Reference (or golden) images are usually PNG files that can be checked into your source control. However Git and most source control managers are optimized for text files, not large binary files.

You have 3 options to manage these files:

  • Keep using git, but trying to minimize storage use.
  • Use Git LFS.
  • Use a cloud service to manage the screenshots.

Platform differences

Screenshot tests rely on low-level platform APIs to draw specific features like text or shadows, and platforms can implement those in different ways. If you develop on a Mac and save new screenshots taken locally, you might see broken tests on a Linux CI machine.

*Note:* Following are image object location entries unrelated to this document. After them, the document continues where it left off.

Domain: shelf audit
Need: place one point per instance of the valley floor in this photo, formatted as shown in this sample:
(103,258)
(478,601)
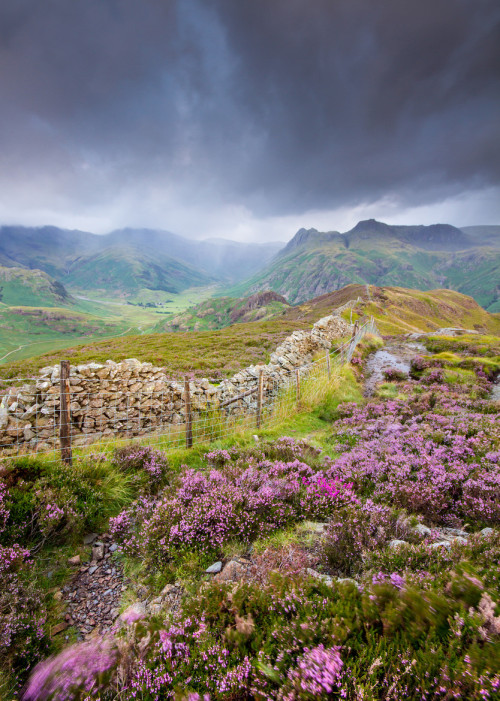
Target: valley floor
(351,553)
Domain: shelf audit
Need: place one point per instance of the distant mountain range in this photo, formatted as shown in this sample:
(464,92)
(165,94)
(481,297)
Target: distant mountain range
(128,262)
(418,257)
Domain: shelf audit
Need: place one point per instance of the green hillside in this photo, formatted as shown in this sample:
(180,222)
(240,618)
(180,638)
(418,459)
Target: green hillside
(222,352)
(373,253)
(33,288)
(125,272)
(219,312)
(27,331)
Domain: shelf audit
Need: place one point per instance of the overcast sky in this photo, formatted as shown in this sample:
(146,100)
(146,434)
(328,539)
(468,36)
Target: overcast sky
(248,119)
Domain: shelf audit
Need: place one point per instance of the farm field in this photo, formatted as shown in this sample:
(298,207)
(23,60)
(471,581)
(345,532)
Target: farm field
(27,331)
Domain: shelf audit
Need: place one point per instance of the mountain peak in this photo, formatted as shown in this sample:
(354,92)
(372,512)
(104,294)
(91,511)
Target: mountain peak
(309,237)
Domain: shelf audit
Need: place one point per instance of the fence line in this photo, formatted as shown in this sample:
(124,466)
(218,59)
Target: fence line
(67,428)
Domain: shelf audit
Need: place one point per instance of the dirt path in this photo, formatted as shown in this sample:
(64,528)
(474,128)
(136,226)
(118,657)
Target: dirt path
(395,355)
(93,596)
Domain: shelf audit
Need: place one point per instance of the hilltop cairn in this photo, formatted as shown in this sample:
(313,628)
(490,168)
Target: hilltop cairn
(133,398)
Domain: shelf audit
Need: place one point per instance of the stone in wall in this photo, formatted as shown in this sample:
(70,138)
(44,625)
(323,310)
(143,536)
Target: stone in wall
(132,398)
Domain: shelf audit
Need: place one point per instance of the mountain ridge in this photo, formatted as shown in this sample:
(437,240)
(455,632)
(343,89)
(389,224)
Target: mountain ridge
(372,252)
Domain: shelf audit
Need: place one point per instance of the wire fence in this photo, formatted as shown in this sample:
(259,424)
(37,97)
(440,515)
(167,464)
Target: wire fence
(76,420)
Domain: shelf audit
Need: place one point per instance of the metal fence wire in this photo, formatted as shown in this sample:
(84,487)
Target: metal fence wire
(75,419)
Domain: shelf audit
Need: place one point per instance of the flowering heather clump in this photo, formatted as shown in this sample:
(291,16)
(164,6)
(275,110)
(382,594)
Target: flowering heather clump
(359,528)
(207,510)
(144,460)
(22,615)
(433,461)
(316,674)
(79,671)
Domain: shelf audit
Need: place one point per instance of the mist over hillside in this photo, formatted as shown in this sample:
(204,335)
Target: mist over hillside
(375,253)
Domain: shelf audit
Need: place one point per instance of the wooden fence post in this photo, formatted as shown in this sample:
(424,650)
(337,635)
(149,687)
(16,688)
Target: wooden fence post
(189,418)
(297,380)
(64,415)
(355,330)
(260,393)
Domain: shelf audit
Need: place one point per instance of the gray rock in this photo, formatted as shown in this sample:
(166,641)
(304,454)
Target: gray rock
(132,614)
(215,568)
(324,577)
(441,544)
(423,530)
(348,580)
(98,552)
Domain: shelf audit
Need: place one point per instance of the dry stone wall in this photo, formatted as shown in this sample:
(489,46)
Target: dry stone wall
(133,398)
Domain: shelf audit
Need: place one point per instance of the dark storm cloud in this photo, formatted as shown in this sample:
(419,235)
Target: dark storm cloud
(278,105)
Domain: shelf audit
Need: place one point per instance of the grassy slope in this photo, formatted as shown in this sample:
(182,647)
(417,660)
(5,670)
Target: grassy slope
(124,272)
(311,270)
(219,312)
(206,353)
(222,352)
(33,288)
(398,310)
(27,331)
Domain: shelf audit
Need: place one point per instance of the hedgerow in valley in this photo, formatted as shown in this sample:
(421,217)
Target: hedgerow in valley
(369,567)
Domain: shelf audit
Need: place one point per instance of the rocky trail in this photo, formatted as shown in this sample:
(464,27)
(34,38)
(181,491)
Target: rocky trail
(93,595)
(393,356)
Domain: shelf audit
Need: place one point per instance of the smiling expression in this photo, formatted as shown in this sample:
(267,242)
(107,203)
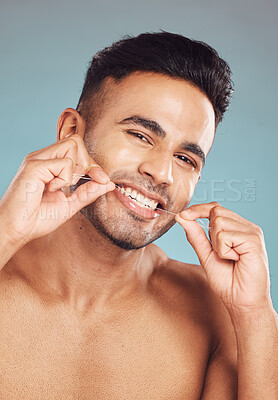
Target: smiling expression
(151,139)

There are 2 ways to work around the issue:

  • Tolerate small changes
  • Take screenshots on a server

Tolerate small changes

You can configure most screenshot testing libraries to allow for small differences when comparing two screenshots.

There are two approaches to this:

  • Configure a tolerance based on a percentage of modified pixels or a percentage of total difference in pixel values.
  • Use a smart differ—the algorithm that compares the screenshots—to verify structural and semantic similarity instead of pixels.

The disadvantage of this approach is that it could create false positives, and not catch errors that are either below the threshold, or erroneously considered similar enough.

Take screenshots on a server

To use a pixel-perfect screenshot comparator, you must make sure that your tests take screenshots in the same conditions. To do so, you can use your Continuous Integration (CI) system or employ a cloud service.

For example, you can create a step in your CI workflow that does the following:

  1. Runs the screenshot tests (only necessary when not using pixel-perfect matching).
  2. Records new screenshots if the previous step failed.
  3. Commits the new files into the branch.
Alt Text: Diagram showing how to take screenshots on CI
Figure 4. Diagram showing how to take screenshots on CI

Using this approach, the screenshot tests never fail on CI, but it modifies the change for you. This way you and the change reviewers can accept the new screenshots by merging the change.

Screenshot testing tools

Consider the key following key differences between the available tools and libraries for screenshot testing:

  • Environment: Local tests that run on the host, or instrumented tests that run on an emulator or device.
  • Rendering engine: Host-side screenshot solutions can use Layoutlib—Android Studio's rendering engine for previews—or Robolectric Native Graphics (RNG).
    • Layoutlib-based frameworks are focused on rendering static components, using different states to show different behavior. They're typically easier to use.
    • Frameworks that integrate with RNG can use all the features from Robolectric, allowing for tests with a bigger scope.